We're on to a new stage for the Bull Run treatment portion of LT2.  Huge thanks to all those who have helped get us this far!

Next, Oregon's Drinking Water Program responded, in part, by posting this information. This webpage states that the decision process will include a public comment period, likely in October. 

"Public Health is required under federal law to announce its intent to issue a variance by hearing or by serving of a notice. In addition, Public Health intends to provide an opportunity for public comment from water users during its consideration of the variance request, likely in October. People also will have the opportunity to email their comments to Public Health. These comments will be considered during the decision-making process."   

A final decision is expected by the end of December. We will keep you informed of any and all opportunities to defend your drinking water!

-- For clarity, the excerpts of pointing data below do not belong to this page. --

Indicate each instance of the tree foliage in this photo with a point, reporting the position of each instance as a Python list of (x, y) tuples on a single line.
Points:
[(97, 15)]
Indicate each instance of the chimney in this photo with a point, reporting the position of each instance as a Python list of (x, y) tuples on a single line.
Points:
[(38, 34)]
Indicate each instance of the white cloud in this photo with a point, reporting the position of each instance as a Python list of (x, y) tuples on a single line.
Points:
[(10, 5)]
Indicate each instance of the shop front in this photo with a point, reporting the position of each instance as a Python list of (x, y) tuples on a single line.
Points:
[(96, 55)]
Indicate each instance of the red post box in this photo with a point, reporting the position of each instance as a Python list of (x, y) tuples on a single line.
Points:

Treatment Variance application reveals a stale plant design, flawed testing, and more nonsensical behavior

This morning I read just one section of the Treatment Variance Application Portland Water Bureau submitted to the state Drinking Water Program this week.  LT2 is outlandishly expensive.  Even the variance is going to cost us (testing at high volumes takes money).   LT2 is also completely void of benefit to us, because we don’t have the problem LT2 is trying to fix.  So, to summarize, LT2 is expensive and unnecessary for Portland’s pristine Bull Run Water.  And yet, in section 6.5 of the variance application PWB just filed with the state, PWB makes the case for conducting useless LT2 tests even MORE frequently and at higher volumes than LT2 requires.  Wha?  If a useless test is no good, then doing even more of them is better?  Well, it will funnel a little more money to PWB’s consulting buddies (a.k.a.  their future employers) so somebody is getting something out of this, right?
In section 6.4.2, PWB lets slip that the UV plant design we are paying for right now (to wait on the shelf, just in case we don’t get our variance) will be stale, and possibly need “updating” (cha-ching).  And the land use and environmental permits they are buying now, will likely also have to be redone (cha-ching).  This is good planning?  I don’t generally pack my potato salad the week before the picnic, because, that isn’t actually efficient preparation.  If there is the possibility the UV plant design will be STALE by the time we need it, surely they built a clause into the contract that allows for a brief review for updating.  Oh no, silly me, I keep forgetting.  The principle is “funnel more money” not “conserve limited public resources.” 
But most upsetting of all (it gets more upsetting) is the trigger to build the $100 million UV plant and the flawed testing protocol PWB put on that trigger.  With so much at stake ($100 million dollars + future operating expenses) on the line for just two inconclusive test results, wouldn’t it seem prudent to be particularly careful when negotiating the test method.  We wouldn’t want to choose a test method with well-known flaws, that the scientific community has identified as producing false positives which overstate public health risks.  Yet, rather than make the case  for how much the science of Crypto testing has changed since EPA suggested testing Method 1622/23 as the standard for LT2 tests,  PWB stated in the variance application they would employ flawed testing Method 1622/23.  Almost unexplainable.